To set the various parameters of the digital clock, press SET button once to bring it to ‘Settings’ menu. In ‘Settings’ menu, use Plus and Minus keys to increment and decrement the current values, respectively. The corresponding pair of 7-segment displays starts blinking. Pressing Set button again brings the digital clock into the next parameter setting mode and so on until the normal time is displayed. On pressing Set button once, the following seven settings are displayed:
1. Set current hours
2. Set current minutes: After setting the current hours and minutes, SET is displayed on the display
3. Set month
4. Set date
5. Set year. After setting month, date and year SET is displayed on the display
6. Set alarm hours
7. Set alarm minutes. After setting alarm hours and minutes SET is displayed on the display
To switch off the running alarm, press any of the three buttons once. Green colour on the RGB1 LED indicates AM, blue indicates PM and red indicates that date is displayed.
Construction and testing
An actual-size PCB layout of the power unit (in Fig. 3) is shown in Fig. 8 and its components layout in Fig. 9. After assembling the circuit on the PCB, connect CON1 to the secondary of transformer X1, and CON2 to 10-12V, 7W solar panel. Extend CON3 through CON5 to other sections using proper connectors. Enclose the PCB in a suitable cabinet.

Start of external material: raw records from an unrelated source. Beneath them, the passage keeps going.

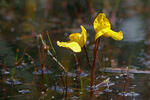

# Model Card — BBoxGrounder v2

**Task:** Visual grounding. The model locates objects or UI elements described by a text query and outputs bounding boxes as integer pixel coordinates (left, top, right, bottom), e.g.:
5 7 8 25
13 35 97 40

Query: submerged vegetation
0 0 150 100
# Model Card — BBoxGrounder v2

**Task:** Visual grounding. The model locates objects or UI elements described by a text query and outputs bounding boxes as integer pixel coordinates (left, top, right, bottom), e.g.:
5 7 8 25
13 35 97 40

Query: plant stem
74 54 81 71
74 54 81 88
42 33 45 72
83 46 91 68
40 35 67 72
91 39 99 92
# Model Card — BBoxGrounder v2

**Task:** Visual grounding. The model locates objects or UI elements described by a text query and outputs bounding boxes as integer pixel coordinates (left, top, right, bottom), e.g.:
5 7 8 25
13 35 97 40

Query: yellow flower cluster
57 13 123 52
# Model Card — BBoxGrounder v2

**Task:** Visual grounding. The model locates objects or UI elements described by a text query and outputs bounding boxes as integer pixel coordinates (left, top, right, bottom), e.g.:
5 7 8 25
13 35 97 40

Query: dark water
0 0 150 100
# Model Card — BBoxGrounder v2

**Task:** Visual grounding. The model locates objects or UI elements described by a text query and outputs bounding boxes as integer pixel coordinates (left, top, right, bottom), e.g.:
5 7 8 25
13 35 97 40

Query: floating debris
118 92 140 97
18 89 31 94
104 89 112 92
33 69 52 75
17 65 23 70
71 96 79 100
6 79 21 85
80 72 88 77
100 68 150 74
2 69 10 75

An actual-size PCB layout of the power LED and USB charging circuit (in Fig. 4) is shown in Fig. 10 and its components layout in Fig. 11. After assembling the circuit on the PCB, connect CON6 to CON3 in Fig. 3, and CON7 to CON4 in Fig. 3. Use CON8 for mobile charging through the USB cable. Affix all the LEDs (LED2 through LED7) on the top or front side of the cabinet.

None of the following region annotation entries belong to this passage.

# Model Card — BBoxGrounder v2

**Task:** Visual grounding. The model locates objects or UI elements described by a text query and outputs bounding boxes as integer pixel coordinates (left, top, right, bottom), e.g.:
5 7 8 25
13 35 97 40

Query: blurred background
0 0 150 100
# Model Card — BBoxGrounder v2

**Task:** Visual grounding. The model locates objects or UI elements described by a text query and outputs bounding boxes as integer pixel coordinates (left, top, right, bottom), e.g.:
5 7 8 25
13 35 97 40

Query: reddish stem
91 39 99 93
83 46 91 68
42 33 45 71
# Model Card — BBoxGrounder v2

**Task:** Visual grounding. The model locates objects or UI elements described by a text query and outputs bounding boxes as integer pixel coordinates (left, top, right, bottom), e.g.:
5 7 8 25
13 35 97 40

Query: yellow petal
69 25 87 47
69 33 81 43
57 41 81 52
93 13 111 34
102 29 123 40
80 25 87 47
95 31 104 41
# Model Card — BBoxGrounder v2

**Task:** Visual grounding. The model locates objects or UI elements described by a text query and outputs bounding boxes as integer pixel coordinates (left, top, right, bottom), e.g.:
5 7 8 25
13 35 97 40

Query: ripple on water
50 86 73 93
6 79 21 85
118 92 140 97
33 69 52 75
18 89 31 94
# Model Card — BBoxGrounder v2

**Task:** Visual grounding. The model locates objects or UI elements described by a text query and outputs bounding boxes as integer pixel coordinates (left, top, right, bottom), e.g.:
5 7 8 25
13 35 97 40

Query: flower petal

An actual-size PCB layout for the main clock controller circuit (in Fig. 5) is shown in Fig. 12 and its components layout in Fig. 13. After assembling the circuit on the PCB, connect CON9 to 5.2V from CON5 in Fig. 3. Connect the RGB1 LED and switches S1 through S6 on the front side of the cabinet.
An actual-size PCB layout of the 7-segment display unit (Fig. 6) is shown in Fig. 14 and its components layout in Fig. 15. After assembling the circuit on the PCB, connect CON14 to CON10, CON16 to CON13, and CON15 to CON11 from Fig. 5. Affix LED8 and LED9 on the PCB for seconds indication.